Both soy sauce and soy sauce are soy sauce made by brewing and fermentation.
light soy sauce
Color: The color of light soy sauce is reddish brown.
Taste: soy sauce is used for general cooking and tastes salty.
Usage: Light soy sauce is used for seasoning. Because of its light color, it is often used in cooking or cold dishes.
Production of soy sauce: soy sauce is sauce.
A variety of oil, with soybean and flour as the main raw materials, artificially inoculated with koji, naturally exposed to the sun and fermented. Its products are ruddy in color, delicious and harmonious in taste, rich in fermented bean flavor, clear and transparent in body and unique in flavor.
dark soy sauce
Color: the soy sauce is caramel, which is dark, brown and shiny.
Taste: There is a delicious and slightly sweet feeling after eating in the mouth.

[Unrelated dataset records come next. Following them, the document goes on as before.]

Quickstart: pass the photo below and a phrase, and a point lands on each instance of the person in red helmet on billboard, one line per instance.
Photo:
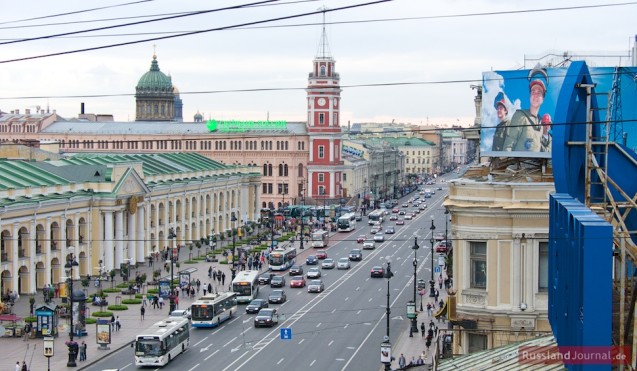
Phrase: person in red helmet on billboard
(501, 129)
(525, 129)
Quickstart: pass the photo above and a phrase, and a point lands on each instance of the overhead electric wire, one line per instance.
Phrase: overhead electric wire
(194, 32)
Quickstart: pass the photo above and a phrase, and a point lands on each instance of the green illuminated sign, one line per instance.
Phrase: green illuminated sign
(242, 126)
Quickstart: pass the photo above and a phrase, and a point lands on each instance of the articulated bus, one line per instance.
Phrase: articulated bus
(246, 286)
(375, 216)
(282, 259)
(212, 309)
(347, 222)
(163, 341)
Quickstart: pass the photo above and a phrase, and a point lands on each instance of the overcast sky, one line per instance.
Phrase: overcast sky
(424, 54)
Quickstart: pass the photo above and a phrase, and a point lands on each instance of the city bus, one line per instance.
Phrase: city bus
(212, 309)
(246, 286)
(375, 216)
(282, 259)
(161, 342)
(347, 222)
(320, 238)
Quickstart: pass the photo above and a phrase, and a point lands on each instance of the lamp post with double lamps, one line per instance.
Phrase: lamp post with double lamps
(73, 347)
(171, 296)
(432, 283)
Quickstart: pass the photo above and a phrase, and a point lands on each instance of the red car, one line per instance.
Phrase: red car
(297, 281)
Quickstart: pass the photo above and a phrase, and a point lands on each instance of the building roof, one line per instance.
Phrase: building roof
(156, 128)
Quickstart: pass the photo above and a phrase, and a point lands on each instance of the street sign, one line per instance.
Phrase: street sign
(286, 333)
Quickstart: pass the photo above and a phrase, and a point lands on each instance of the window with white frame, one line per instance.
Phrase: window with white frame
(478, 264)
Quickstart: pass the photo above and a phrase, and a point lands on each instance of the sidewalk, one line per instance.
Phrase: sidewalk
(31, 350)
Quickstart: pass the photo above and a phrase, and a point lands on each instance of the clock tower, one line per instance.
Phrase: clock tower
(325, 167)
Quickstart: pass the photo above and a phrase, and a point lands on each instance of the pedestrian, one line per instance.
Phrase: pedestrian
(401, 361)
(83, 351)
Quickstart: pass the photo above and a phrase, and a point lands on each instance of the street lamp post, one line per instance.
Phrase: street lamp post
(432, 290)
(171, 297)
(73, 348)
(414, 320)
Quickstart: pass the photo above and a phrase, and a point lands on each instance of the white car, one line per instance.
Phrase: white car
(343, 263)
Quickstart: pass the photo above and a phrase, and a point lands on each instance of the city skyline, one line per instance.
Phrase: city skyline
(402, 61)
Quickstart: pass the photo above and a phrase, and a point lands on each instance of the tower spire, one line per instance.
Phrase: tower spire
(323, 51)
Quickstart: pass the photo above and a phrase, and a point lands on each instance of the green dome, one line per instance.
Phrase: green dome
(155, 80)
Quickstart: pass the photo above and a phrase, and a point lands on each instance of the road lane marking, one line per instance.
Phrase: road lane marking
(201, 341)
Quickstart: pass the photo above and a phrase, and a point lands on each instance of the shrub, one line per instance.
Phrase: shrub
(102, 314)
(131, 301)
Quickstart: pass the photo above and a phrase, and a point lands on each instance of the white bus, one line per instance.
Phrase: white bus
(282, 259)
(320, 238)
(212, 309)
(375, 216)
(246, 286)
(163, 341)
(347, 222)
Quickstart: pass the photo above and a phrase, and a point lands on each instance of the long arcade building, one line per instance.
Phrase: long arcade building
(105, 210)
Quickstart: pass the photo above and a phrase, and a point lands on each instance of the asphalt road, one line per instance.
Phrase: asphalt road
(339, 329)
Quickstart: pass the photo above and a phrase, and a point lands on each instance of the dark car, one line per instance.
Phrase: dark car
(264, 278)
(356, 254)
(256, 305)
(267, 317)
(277, 296)
(296, 270)
(377, 271)
(277, 281)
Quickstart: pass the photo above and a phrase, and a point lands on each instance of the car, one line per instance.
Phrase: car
(321, 254)
(377, 271)
(343, 263)
(356, 255)
(277, 296)
(311, 260)
(328, 263)
(181, 313)
(315, 286)
(297, 281)
(379, 237)
(267, 317)
(264, 278)
(256, 305)
(296, 270)
(313, 272)
(277, 281)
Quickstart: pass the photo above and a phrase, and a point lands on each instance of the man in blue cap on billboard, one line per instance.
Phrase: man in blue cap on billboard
(501, 130)
(525, 129)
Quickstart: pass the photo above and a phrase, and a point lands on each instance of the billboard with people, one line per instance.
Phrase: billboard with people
(518, 108)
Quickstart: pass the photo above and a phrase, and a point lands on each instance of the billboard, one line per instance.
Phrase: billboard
(518, 108)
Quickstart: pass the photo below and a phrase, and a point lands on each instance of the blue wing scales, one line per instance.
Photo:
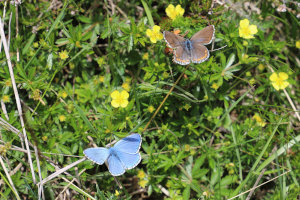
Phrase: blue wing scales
(98, 155)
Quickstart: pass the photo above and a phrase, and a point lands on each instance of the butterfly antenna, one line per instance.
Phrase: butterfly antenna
(218, 48)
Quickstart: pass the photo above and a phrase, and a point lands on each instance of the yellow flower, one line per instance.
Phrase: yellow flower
(6, 98)
(154, 34)
(62, 118)
(119, 99)
(298, 44)
(63, 55)
(143, 183)
(173, 12)
(259, 120)
(279, 80)
(247, 31)
(151, 109)
(126, 86)
(215, 86)
(141, 174)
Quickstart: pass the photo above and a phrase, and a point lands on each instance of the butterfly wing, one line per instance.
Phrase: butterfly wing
(97, 155)
(181, 56)
(204, 36)
(115, 166)
(129, 160)
(173, 40)
(199, 53)
(130, 144)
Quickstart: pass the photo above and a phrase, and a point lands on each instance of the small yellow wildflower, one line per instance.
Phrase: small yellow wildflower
(173, 12)
(119, 99)
(279, 80)
(6, 98)
(154, 34)
(143, 183)
(151, 109)
(126, 86)
(261, 67)
(259, 120)
(141, 174)
(7, 83)
(298, 44)
(247, 31)
(146, 56)
(215, 86)
(62, 118)
(187, 147)
(63, 55)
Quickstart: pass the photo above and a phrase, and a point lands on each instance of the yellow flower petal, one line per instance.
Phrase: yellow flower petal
(253, 29)
(124, 94)
(179, 10)
(275, 86)
(124, 103)
(156, 28)
(153, 40)
(149, 32)
(244, 23)
(284, 85)
(115, 94)
(283, 76)
(274, 77)
(115, 103)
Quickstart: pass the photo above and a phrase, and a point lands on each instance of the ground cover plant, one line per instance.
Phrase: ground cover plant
(218, 123)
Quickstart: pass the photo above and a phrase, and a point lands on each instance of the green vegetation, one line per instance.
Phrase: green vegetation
(210, 131)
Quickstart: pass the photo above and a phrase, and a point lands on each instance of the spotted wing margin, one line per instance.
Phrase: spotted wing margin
(130, 144)
(97, 155)
(204, 36)
(181, 56)
(173, 40)
(199, 53)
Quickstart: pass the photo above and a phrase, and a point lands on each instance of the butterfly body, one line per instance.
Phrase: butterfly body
(190, 50)
(122, 156)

Usage: generally used for coloring food. For example, it is better to use it when cooking dishes that need to be colored, such as braised pork.
Production of soy sauce: soy sauce with soy sauce with soy sauce is made by drying the squeezed soy sauce for 2-3 months on the basis of soy sauce with soy sauce, and then precipitating and filtering to obtain soy sauce with soy sauce. The quality of its products is richer than that of soy sauce.
Umami flavor of soy sauce and soy sauce.
The umami taste of soy sauce depends on the content of amino acid phthalein nitrogen. Generally speaking, the higher the amino acid phthalein nitrogen, the higher the grade of soy sauce, which means the better the quality. According to the standard of soy sauce brewing in China, amino acid phthalein nitrogen >: 0.8g/ 100 ml is the special grade; > 0.7/100 ml is the first grade; > 0.55/100 ml is secondary; > 0.4/100 ml is level 3. However, it does not mean that the higher the amino acid phthalein nitrogen, the better the soy sauce. Because the nitrogen acid phthalein helium mixed with soy sauce is also very high, or some illegal suppliers have added a lot of flavor agents in it, and the amino acids are also high, but this does not mean that it is a good soy sauce.
Distinguish between soy sauce and soy sauce
Look at the color: you can pour soy sauce into a white porcelain plate and shake the color. The soy sauce is reddish brown, while the soy sauce is brown and shiny.
Taste: soy sauce tastes salty; After the soy sauce is eaten in the mouth, it has a delicious sweetness.
Buy soy sauce to see the sign
When choosing soy sauce, look at whether there is a QS sign on the packaging of soy sauce, which is the access sign for soy sauce to enter the market; Look at whether the soy sauce is brewed or blended. If the soy sauce is not marked as brewed or blended, the soy sauce is an unqualified product. Finally, it depends on whether the label indicates whether it is used with meals or cooking, because the hygiene indexes of the two are different. Soy sauce for meals can be directly eaten, and the hygiene indexes are better, while the cooked soy sauce can not be directly eaten, but can only be used for cooking and stir-frying.